Blog, Health

BPAs: The What, Why, and How to Avoid

I don’t know about you but sometimes I feel like there’s a little acronym overload in the world. I get confused! (Parentheses story: Yesterday my brother in law was talking about DND…it’s not Dunkin’ Donuts just an FYI to add more acronyms to the mix.) I mean they’re usually just short for long words we can barely pronounce anyway, so it’s a good time to abbrev.

So today, we’re talking about BPA. And why it should be an acronym we actually understand!

MSG, the first acronym I feared, is the reason why shiny Chinese food creeps me out. That one is a lurky acronym! Food additives to preserve food and make you overeat. Nooooo thank you! I’d rather go preservative free and eat nature’s fresh goodness. And let my body tell me naturally when I’m full.

Back to BPA! I know I have seen it all over water bottles and plastic ware, but why is it another lurky acronym?

BPA stands for Bisphenol A. Try saying that really fast 5 times. It’s an additive in a lot of plastics, since plastics became so mainstream in the 1960s.

Why should we care? BPA can leak into whatever touches it’s surface. Tupperware containing food you drink, bottles containing liquids you drink…lots of places that could end up in your body.   The National Institute of Environmental Health Sciences cites a survey by the Centers for Disease Control and Prevention (CDC) with detectable levels of BPA in 93% of people six years and older.  Ick!

The FDA is doing studies on the effects of BPA and its relationship to various health concerns. Brain, behavior, prostate health, and increased blood pressure. Yikes, bikes! While nothing is a definite, those risks don’t sound worth it to me, so I’m gonna stay away from BPA to continue my toxin free lifestyle!

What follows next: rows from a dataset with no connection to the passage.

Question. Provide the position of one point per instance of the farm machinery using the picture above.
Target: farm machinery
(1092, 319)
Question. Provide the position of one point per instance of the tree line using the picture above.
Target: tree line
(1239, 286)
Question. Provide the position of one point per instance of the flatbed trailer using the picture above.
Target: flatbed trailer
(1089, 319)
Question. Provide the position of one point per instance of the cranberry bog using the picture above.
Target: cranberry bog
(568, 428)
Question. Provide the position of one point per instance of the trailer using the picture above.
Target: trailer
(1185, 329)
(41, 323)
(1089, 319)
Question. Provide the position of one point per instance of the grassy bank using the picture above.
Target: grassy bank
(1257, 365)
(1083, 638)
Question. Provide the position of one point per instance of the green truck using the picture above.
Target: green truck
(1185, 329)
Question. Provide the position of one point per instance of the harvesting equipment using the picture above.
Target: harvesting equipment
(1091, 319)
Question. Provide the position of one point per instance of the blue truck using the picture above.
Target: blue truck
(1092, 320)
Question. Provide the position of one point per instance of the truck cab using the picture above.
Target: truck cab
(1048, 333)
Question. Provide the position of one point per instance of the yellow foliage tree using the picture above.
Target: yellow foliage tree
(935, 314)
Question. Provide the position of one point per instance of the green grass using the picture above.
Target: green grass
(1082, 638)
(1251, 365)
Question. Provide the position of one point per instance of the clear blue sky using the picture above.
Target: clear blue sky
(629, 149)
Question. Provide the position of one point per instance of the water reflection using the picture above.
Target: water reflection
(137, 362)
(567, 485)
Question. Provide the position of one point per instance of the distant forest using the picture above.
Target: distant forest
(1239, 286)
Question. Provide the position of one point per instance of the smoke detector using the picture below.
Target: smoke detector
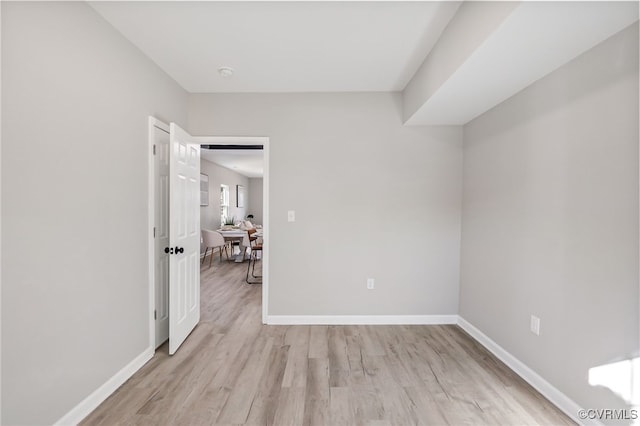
(225, 72)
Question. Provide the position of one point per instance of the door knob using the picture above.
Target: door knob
(177, 250)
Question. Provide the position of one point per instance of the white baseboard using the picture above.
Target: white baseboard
(559, 399)
(90, 403)
(361, 319)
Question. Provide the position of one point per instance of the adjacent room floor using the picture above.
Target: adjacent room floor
(234, 370)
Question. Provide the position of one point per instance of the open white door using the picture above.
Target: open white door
(184, 236)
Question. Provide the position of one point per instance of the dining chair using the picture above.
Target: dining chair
(212, 240)
(253, 257)
(252, 238)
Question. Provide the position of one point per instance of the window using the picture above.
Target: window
(224, 204)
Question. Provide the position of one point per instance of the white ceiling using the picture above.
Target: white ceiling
(351, 46)
(534, 40)
(248, 163)
(283, 46)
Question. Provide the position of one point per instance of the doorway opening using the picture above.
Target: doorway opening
(159, 193)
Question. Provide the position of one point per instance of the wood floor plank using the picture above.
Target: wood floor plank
(233, 370)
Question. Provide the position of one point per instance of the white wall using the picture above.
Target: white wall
(218, 175)
(372, 199)
(255, 199)
(75, 101)
(550, 220)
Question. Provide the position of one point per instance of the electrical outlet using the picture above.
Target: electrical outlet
(535, 325)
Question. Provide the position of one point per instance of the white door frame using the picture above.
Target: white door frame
(206, 140)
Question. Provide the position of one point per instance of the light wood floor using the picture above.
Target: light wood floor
(233, 370)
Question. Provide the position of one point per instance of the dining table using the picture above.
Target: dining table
(242, 237)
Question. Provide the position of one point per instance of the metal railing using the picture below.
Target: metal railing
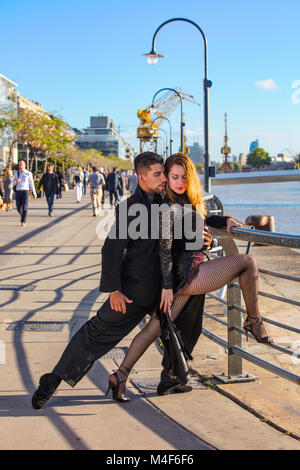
(234, 309)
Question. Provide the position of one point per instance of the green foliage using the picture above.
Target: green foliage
(258, 158)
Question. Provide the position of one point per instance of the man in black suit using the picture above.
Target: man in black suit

How do I stay away from BPA? If you’re concerned like me, here’s what we can do:

  • Use only BPA-free products like bottles, food containers, oil diffusers, etc.
  • Use less cans. Focus on fresh foods and dried beans. Some canned foods come in cartons if you look in the natural foods aisle.
  • Avoid heat. Hand wash plastics or heat your food on the stove. Def don’t put Tupperware in the microwave as heat can further break down plastic.
  • Use alternatives. Glass Tupperware, metal pots and pans to heat food, and reusable steel water bottles!
  • Check the little triangle before you buy! I’m gonna blow your mind. There’s a number inside that actually means something. On plastic containers, you’ll see a number 1-7. Avoid 3 and 7, which indicate BPA is present! The rest of them, all BPA free. The way to be!